Assim que a conversa silenciou, eles puderam ouvir a música.

- Vamos conversar com ele? – A mãe sorriu um pouco, com os olhos ainda úmidos.

- Não, não... Deixe ele quietinho no canto dele... Mais tarde, ou melhor, amanhã nós conversamos... Amanhã nós começamos. – Ele deu ênfase à última palavra, sorrindo, denotando a mudança que estava por acontecer. Com os olhos também marejados, abraçou a esposa, confortando-a e garantindo que tudo ficaria bem. Enfim, ele acreditava nas próprias palavras.

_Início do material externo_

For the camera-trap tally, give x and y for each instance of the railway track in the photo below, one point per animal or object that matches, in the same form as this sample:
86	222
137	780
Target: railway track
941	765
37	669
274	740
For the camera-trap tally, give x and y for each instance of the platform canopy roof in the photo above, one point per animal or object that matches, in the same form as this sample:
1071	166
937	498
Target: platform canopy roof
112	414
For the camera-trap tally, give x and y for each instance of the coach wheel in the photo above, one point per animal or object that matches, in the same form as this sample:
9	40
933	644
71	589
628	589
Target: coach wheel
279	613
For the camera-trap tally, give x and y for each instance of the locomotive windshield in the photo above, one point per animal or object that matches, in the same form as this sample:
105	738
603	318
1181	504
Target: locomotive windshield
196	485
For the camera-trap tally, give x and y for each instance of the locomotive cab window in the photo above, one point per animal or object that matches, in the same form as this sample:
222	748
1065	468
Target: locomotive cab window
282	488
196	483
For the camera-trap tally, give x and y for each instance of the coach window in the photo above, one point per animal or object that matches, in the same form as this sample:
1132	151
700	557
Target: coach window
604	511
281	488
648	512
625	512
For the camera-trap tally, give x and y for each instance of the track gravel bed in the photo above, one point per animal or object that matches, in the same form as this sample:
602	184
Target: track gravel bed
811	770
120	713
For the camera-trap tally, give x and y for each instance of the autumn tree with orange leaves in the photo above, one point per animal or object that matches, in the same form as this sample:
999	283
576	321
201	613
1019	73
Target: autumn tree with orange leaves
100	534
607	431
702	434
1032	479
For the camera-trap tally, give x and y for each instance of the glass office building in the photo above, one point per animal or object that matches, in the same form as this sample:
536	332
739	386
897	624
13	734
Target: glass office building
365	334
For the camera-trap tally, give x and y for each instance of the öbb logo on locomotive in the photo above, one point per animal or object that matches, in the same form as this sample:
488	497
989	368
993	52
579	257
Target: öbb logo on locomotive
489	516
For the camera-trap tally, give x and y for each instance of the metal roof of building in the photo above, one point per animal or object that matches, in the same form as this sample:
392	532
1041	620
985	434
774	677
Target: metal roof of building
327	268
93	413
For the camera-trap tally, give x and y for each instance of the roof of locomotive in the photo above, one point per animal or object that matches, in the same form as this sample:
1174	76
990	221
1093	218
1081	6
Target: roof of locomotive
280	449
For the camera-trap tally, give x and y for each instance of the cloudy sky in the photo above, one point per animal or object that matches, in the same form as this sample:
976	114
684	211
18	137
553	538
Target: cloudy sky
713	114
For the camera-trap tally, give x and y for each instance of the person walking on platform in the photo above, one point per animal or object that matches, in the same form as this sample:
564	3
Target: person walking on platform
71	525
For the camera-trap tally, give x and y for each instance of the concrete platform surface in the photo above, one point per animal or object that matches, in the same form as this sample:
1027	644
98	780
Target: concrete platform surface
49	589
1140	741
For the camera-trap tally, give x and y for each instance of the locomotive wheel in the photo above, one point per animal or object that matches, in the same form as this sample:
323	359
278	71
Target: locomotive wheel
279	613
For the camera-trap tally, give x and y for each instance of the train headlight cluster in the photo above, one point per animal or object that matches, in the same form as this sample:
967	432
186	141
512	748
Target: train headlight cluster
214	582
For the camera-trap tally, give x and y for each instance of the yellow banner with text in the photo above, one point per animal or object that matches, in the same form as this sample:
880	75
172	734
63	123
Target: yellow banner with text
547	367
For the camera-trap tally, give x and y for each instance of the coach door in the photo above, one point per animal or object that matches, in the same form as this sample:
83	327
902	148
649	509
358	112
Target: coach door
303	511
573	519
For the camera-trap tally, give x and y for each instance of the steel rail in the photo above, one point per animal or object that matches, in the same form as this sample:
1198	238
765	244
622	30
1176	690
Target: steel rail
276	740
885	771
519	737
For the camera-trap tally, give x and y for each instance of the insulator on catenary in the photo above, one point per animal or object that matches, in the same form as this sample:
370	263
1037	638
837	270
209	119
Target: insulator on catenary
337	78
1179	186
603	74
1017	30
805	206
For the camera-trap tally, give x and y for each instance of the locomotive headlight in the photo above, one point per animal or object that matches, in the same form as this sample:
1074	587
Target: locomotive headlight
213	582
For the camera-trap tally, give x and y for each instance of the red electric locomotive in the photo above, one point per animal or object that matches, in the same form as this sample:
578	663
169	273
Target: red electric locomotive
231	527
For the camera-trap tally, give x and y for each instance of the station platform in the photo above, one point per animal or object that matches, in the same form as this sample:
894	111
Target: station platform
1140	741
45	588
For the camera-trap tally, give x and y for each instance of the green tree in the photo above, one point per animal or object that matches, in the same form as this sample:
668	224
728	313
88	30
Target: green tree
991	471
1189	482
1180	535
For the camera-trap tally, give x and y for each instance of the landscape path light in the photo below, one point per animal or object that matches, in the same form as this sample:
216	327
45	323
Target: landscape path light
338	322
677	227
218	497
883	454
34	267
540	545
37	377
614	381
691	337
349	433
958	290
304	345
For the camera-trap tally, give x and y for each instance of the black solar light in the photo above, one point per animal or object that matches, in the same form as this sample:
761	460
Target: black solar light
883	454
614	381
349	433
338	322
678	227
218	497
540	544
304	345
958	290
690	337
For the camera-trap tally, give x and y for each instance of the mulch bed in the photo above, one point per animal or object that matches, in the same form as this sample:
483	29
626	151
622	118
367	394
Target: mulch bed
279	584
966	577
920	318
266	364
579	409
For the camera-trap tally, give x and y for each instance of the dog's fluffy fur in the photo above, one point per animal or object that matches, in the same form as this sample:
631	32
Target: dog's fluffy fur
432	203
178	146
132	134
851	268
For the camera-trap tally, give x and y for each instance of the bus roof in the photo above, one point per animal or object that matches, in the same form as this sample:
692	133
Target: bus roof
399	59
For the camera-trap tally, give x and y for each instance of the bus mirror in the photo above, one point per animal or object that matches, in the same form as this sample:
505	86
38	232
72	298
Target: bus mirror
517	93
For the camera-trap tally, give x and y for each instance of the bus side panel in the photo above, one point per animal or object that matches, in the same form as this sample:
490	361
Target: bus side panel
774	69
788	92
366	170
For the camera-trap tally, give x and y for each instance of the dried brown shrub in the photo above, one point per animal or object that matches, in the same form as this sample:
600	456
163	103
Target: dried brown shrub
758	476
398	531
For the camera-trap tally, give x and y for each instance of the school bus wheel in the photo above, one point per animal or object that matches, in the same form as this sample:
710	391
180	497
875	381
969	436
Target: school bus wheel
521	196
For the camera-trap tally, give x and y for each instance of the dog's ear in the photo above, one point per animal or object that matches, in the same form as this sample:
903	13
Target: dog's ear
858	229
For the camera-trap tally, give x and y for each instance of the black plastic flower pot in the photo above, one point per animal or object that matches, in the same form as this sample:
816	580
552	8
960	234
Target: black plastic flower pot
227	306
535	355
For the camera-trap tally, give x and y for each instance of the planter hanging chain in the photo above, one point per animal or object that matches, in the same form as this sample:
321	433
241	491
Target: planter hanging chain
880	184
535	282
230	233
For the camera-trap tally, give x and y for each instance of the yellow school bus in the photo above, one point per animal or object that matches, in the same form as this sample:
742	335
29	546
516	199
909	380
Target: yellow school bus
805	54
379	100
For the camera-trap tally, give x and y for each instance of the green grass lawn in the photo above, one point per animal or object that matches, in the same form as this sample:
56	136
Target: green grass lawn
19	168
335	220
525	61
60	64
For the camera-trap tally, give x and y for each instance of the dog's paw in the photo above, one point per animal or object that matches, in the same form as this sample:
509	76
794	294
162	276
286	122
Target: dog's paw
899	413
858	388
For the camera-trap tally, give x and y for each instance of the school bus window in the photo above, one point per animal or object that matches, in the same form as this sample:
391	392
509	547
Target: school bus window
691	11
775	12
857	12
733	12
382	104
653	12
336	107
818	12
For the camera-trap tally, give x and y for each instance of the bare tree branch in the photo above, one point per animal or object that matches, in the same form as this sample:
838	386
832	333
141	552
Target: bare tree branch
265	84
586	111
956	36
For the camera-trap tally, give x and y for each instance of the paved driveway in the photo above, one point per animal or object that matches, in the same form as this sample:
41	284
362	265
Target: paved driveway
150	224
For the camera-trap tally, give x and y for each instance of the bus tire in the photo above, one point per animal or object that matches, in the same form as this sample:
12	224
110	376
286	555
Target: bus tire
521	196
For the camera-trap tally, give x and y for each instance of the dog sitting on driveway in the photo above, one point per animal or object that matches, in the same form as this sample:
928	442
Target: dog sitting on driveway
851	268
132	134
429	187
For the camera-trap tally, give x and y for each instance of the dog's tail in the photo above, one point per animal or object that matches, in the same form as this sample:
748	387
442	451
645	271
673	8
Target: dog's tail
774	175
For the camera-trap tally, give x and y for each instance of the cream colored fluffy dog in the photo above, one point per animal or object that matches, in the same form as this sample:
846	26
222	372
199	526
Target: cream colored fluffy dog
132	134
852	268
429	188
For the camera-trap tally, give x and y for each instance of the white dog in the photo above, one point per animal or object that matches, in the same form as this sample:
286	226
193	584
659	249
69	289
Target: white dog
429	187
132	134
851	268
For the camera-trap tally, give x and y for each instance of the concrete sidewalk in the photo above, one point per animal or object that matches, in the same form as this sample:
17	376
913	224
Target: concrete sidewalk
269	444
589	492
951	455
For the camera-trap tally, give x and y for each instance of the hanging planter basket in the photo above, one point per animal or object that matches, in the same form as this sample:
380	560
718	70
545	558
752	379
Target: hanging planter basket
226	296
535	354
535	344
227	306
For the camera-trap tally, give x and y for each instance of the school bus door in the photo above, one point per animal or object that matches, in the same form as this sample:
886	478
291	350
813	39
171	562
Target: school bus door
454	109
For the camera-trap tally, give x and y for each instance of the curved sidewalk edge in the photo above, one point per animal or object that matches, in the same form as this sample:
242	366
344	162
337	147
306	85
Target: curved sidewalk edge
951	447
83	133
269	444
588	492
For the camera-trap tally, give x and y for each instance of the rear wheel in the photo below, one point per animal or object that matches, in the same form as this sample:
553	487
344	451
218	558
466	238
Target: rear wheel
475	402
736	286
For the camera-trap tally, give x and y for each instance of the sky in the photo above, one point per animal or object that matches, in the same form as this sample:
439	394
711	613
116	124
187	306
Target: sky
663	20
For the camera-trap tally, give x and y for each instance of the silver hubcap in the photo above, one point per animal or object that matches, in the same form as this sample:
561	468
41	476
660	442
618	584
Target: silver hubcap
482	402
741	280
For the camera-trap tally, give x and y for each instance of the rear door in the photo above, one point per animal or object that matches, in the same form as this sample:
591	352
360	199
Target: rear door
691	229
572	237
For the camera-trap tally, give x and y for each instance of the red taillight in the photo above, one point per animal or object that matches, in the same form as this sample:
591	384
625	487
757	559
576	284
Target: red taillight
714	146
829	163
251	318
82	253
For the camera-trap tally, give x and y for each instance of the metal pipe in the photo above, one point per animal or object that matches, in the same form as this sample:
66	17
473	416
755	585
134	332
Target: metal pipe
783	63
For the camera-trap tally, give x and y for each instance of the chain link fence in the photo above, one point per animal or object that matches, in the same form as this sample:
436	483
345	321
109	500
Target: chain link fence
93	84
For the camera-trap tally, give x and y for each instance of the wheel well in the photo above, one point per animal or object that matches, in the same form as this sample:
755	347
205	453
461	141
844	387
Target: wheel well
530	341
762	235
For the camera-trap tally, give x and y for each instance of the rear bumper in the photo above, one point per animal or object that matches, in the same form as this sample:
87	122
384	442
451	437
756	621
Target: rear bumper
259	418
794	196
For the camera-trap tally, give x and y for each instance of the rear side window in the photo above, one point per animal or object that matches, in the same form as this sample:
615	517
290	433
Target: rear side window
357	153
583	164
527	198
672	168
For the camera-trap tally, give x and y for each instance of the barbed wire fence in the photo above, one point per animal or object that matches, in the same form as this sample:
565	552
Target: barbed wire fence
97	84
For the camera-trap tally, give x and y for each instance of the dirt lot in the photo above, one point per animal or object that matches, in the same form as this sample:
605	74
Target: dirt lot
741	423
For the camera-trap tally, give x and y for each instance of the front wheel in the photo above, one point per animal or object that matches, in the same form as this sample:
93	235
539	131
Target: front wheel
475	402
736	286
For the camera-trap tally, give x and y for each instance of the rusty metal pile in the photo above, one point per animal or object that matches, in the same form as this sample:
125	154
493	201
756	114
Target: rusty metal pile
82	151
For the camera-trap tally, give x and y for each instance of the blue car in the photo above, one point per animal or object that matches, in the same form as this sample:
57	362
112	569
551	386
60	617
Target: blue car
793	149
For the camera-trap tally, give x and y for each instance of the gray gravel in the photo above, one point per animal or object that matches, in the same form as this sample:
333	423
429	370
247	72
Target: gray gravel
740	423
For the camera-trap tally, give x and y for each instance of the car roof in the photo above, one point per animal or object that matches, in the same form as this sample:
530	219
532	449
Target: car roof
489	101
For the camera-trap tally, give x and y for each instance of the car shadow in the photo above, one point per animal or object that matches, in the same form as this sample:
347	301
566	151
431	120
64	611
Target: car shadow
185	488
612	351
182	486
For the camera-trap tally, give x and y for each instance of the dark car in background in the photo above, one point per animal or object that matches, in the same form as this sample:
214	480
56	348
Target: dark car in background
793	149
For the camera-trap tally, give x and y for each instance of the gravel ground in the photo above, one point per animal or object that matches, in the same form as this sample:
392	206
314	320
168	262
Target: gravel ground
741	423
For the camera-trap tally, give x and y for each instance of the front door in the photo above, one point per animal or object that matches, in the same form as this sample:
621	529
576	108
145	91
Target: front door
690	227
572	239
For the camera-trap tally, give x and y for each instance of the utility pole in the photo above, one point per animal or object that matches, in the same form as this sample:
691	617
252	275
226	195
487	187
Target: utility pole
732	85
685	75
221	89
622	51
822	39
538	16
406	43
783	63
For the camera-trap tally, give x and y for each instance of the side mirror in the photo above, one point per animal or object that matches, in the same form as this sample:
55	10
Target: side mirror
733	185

Abafada pela porta do quarto, aquela mesma música que ele sempre colocava para tocar depois de chegar em casa, em volume alto e que se repetia por algumas horas antes dele dormir. Era uma música grande, com onze ou doze minutos, talvez.

Viajamos sete léguas
Por entre abismos e florestas
Por Deus nunca me vi tão só
É a própria fé o que destrói
Estes são dias desleais

                De maneira proposital ou inconsciente, ele acabava ignorando algumas partes da letra e dando ênfase àquelas que, de certa forma, tinham mais a dizer a ele.

                Tudo passa, tudo passará

                A música tocava pela nona vez seguida, mas ele já estava morto antes do final da terceira.